Au bout d'un long moment où ils restèrent tous immobiles, l'assassin sortit chercher du bois. Tout le monde savait que c'était une excuse pour prendre l'air, mais ce départ avait le mérite d'alléger l'atmosphère.
— Il ne faut pas qu'il y aille, chuchota Cylia, la voix en partie brisée.
— Il sait ce qu'il fait, tenta de la rassurer Kenelm en allant s'installer près d'elle.
Cylia se tourna vers lui, le dévisageant avec une intensité difficilement soutenable.
— Il le fait pour nous, et tu le sais. Convaincs-le que ça ne sert à rien, que ce qu'il s'apprête à faire est mal.
— Tuer, c'est mal Cylia. Peu importe qui il tue.
La tête de Cylia s'affaissa de déception et ses magnifiques cheveux blonds vinrent lui cacher le visage.
— Je ne peux pas croire que tu penses ce que tu viens de dire. Eunan est un homme juste. Il ne se sacrifierait pour personne, sauf pour nous, et je ne te parle pas de son corps, mais de son âme. Il est déjà souillé par ce qu'il t'a fait, si tu n'agis pas, tu seras responsable de ce qu'il va s'infliger ! Je pensais que tu lui avais pardonné, mais peut-être que ta passivité c'est ta façon de te venger, conclut-elle.
— Tu es injuste, s'entendit-il dire. Je n'ai rien demandé de tout ça, et ce n'est pas à moi de prendre de décisions pour lui. Il sait ce qu'il fait et pour quoi il le fait. Je sais que tu as peur de le perdre, Cylia, mais ne t'attaque pas à moi, s'emporta-t-il.
Kenelm resta interdit, il s'en voulait déjà de ce qu'il avait dit et du ton qu'il avait utilisé.
— Je ne cache pas que j'ai peur, jamais, contrairement à toi... répliqua-t-elle.
— De quoi tu parles ?
— De tes sentiments pour moi.
— Ce n'est pas le moment, souffla-t-il de façon presque inaudible.
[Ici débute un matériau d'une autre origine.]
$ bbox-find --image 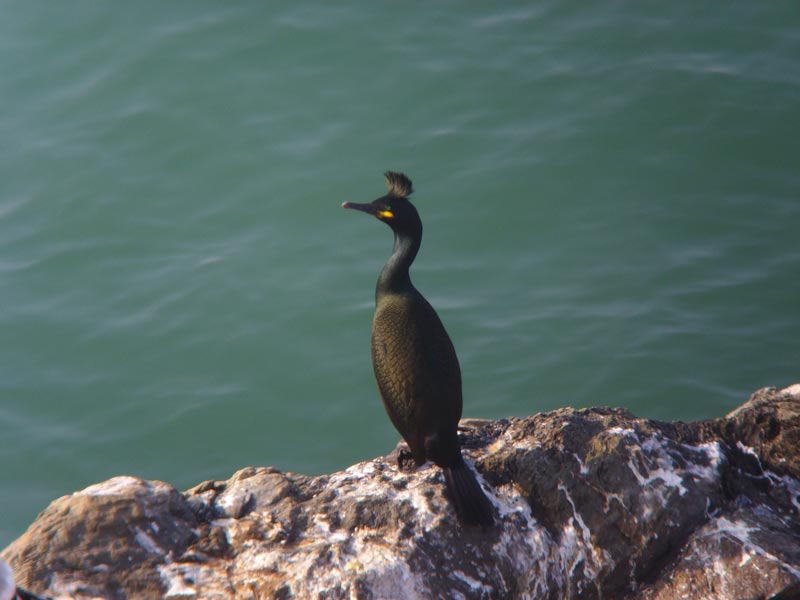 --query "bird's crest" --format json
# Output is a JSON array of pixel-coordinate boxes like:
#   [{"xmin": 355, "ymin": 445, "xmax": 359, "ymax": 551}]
[{"xmin": 383, "ymin": 171, "xmax": 414, "ymax": 198}]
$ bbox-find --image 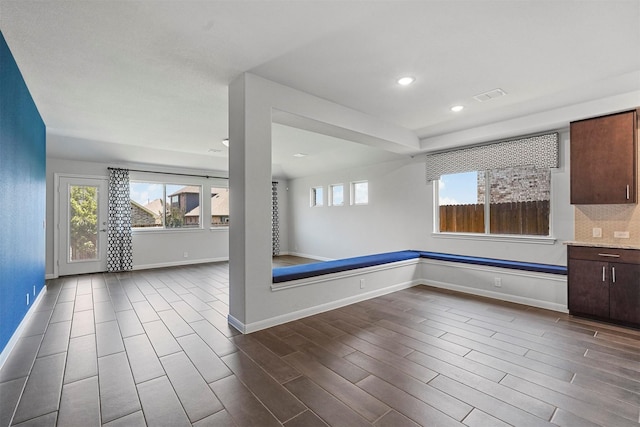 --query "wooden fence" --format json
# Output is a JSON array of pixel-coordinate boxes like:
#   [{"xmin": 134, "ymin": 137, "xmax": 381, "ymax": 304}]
[{"xmin": 440, "ymin": 200, "xmax": 549, "ymax": 236}]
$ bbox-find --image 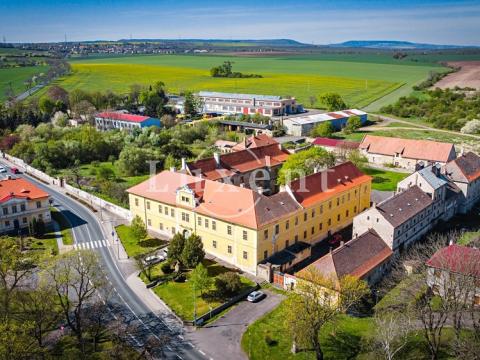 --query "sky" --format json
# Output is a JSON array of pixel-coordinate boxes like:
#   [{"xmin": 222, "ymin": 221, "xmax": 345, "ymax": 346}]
[{"xmin": 0, "ymin": 0, "xmax": 480, "ymax": 45}]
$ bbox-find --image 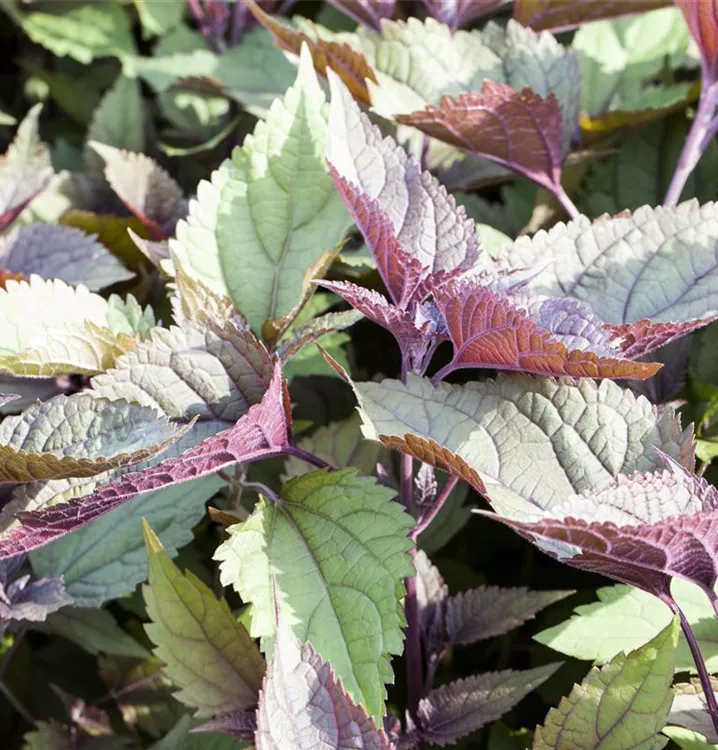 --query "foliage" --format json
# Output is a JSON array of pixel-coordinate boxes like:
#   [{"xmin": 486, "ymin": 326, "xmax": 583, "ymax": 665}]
[{"xmin": 0, "ymin": 0, "xmax": 718, "ymax": 750}]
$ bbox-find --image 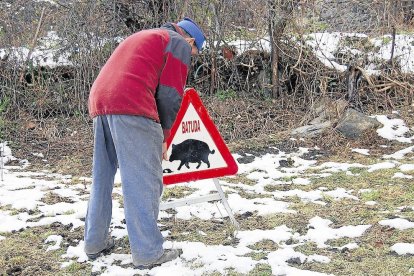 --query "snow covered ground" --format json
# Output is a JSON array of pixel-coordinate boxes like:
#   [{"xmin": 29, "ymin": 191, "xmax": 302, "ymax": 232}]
[{"xmin": 0, "ymin": 113, "xmax": 414, "ymax": 275}]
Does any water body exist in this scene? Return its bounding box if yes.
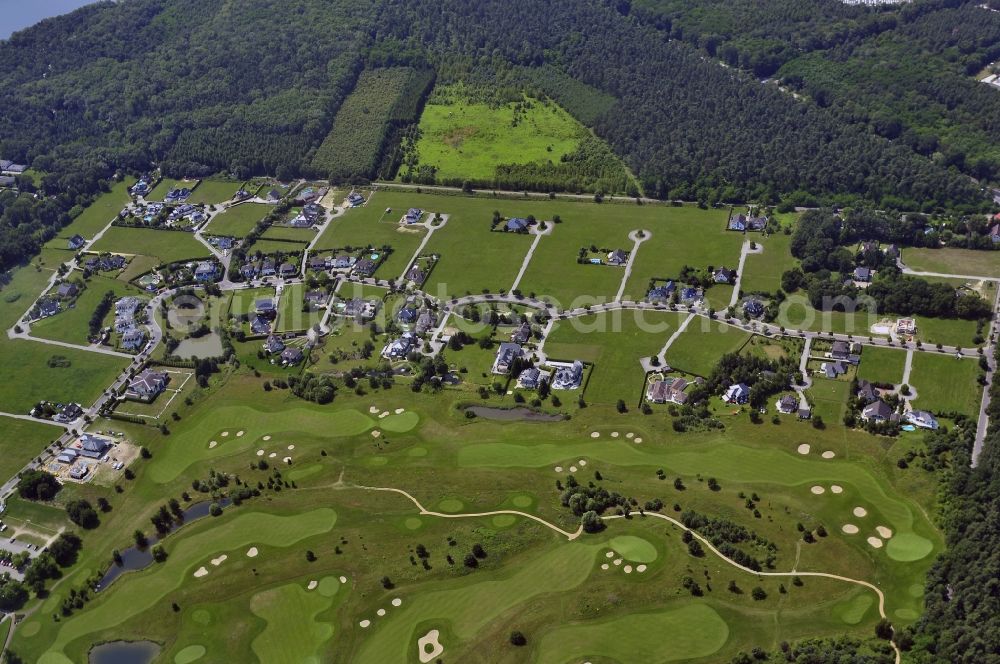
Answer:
[0,0,94,39]
[88,641,160,664]
[466,406,566,422]
[91,498,230,588]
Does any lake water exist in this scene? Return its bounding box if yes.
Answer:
[0,0,94,39]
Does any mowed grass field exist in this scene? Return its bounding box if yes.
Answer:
[545,311,683,406]
[910,353,983,417]
[0,416,63,477]
[91,226,211,264]
[46,177,136,249]
[188,180,240,205]
[903,248,1000,277]
[314,196,422,279]
[740,233,799,293]
[205,203,271,237]
[667,316,751,377]
[858,346,906,385]
[417,85,587,180]
[31,276,142,345]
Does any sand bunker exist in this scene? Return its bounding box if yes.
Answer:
[417,629,444,664]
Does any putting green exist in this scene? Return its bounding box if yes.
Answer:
[538,604,729,663]
[317,576,340,597]
[608,535,657,563]
[174,645,205,664]
[250,579,336,664]
[510,495,535,507]
[885,533,934,563]
[288,463,323,482]
[833,592,875,625]
[191,609,212,625]
[438,498,465,514]
[352,542,596,664]
[38,507,337,664]
[378,410,420,433]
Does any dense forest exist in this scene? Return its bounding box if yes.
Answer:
[0,0,1000,278]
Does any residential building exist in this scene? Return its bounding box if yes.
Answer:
[128,369,170,400]
[493,343,523,374]
[903,410,938,429]
[608,249,628,265]
[722,383,750,403]
[281,347,305,366]
[552,360,583,390]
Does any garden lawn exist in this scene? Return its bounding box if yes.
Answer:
[858,346,906,385]
[188,180,240,205]
[740,233,799,293]
[205,208,271,237]
[46,177,136,249]
[0,339,128,413]
[417,85,587,180]
[92,226,211,264]
[0,416,63,478]
[903,248,1000,277]
[910,353,983,417]
[667,316,751,377]
[31,276,142,345]
[545,311,682,407]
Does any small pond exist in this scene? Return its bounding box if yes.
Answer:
[88,641,160,664]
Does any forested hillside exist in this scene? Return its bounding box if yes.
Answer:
[0,0,998,274]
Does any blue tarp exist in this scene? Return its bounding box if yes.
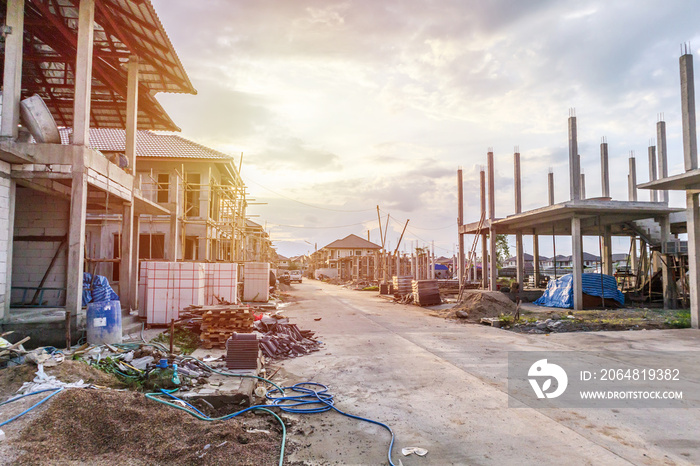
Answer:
[83,272,119,306]
[535,273,625,309]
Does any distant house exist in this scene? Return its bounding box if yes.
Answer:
[503,252,550,268]
[314,235,382,280]
[243,219,275,262]
[277,254,290,269]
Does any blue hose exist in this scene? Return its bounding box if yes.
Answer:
[265,382,395,466]
[0,387,63,427]
[146,382,395,466]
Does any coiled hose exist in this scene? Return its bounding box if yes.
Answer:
[146,380,395,466]
[0,387,63,427]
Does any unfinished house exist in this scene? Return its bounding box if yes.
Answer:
[457,112,685,310]
[0,0,196,346]
[75,128,246,276]
[243,219,276,262]
[314,235,382,280]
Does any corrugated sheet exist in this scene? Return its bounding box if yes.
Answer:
[0,0,196,131]
[59,128,232,161]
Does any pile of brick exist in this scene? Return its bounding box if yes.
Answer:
[413,280,442,306]
[199,305,255,349]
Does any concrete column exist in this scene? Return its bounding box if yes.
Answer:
[489,225,498,291]
[125,55,139,174]
[513,151,525,291]
[167,170,180,261]
[487,151,498,291]
[457,168,464,287]
[569,116,581,200]
[658,215,677,309]
[515,232,525,291]
[0,0,24,138]
[479,168,489,289]
[66,151,87,315]
[685,192,700,328]
[130,215,141,311]
[0,180,17,323]
[571,217,583,311]
[679,53,698,171]
[649,146,659,202]
[532,230,540,288]
[513,152,523,214]
[600,142,610,197]
[627,156,637,202]
[73,0,95,146]
[656,121,668,203]
[486,151,496,220]
[119,202,138,312]
[601,225,613,275]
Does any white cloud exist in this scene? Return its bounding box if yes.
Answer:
[154,0,700,253]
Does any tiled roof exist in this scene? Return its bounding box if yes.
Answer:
[10,0,197,131]
[325,235,382,249]
[59,128,232,161]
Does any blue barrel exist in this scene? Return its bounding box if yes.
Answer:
[87,301,122,345]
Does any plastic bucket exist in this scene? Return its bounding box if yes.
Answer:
[87,301,122,345]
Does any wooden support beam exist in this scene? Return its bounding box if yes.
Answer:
[126,55,139,174]
[72,0,95,146]
[0,0,24,139]
[66,153,88,316]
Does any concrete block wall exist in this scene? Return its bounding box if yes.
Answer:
[141,261,206,324]
[11,187,70,306]
[0,162,12,319]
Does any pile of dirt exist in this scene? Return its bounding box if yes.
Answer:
[447,290,516,322]
[11,389,281,465]
[0,359,124,397]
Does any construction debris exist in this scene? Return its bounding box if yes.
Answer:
[255,317,322,359]
[452,290,517,323]
[180,304,255,349]
[413,280,442,306]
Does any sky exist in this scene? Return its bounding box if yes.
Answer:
[152,0,700,256]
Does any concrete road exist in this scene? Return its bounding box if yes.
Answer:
[275,280,700,466]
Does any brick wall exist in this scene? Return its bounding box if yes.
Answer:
[0,162,11,317]
[12,187,70,306]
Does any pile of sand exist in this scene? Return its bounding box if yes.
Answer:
[449,290,516,322]
[0,359,124,401]
[12,389,281,465]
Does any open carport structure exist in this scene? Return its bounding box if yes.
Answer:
[0,0,196,342]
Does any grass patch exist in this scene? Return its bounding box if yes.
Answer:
[151,327,199,354]
[666,309,690,328]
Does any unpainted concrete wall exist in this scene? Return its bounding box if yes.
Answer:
[12,187,70,306]
[0,162,11,318]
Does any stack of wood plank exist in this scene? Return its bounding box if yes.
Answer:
[198,305,255,349]
[393,275,413,296]
[413,280,442,306]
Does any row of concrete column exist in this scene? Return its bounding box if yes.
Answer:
[0,0,144,314]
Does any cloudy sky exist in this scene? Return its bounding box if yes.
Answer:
[153,0,700,256]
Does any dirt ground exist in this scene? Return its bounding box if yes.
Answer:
[428,290,690,334]
[0,361,292,465]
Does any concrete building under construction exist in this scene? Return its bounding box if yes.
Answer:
[457,50,698,320]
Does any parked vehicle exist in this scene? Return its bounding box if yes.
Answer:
[289,270,301,283]
[280,272,291,285]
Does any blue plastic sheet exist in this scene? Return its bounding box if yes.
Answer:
[534,273,625,309]
[83,272,119,306]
Cylia regarda Kenelm se renfermer, ses couleurs irradiaient moins. Elle avait le sentiment de les perdre, autant lui qu'Eunan. Tout l'hiver les deux hommes n'avaient pas trouvé de façon d'interagir l'un avec l'autre. Kenelm était confus dans ses sentiments pour l'assassin, et, même si l'amour qu'il ressentait pour elle était toujours intact, il se retrouvait brouillé par une culpabilité qui n'avait rien à faire là.
Elle avait tout tenté pour arranger les choses, pour que toutes ces semaines d'inactivité soient utiles, toutefois, c'était un vrai dialogue de sourds, et à chaque fois les hommes prenaient la fuite.
Elle ne savait plus quoi faire.
Non seulement Eunan se sentirait brisé de tuer un homme qui avait un but noble, d'après ce qu'ils en savaient. Mais en plus, il y avait de fortes chances qu'il n'en revienne pas. Et après ça... après ça, Kenelm et elle porteraient le fardeau de cette histoire aussi, assombrissant leurs relations déjà compliquées.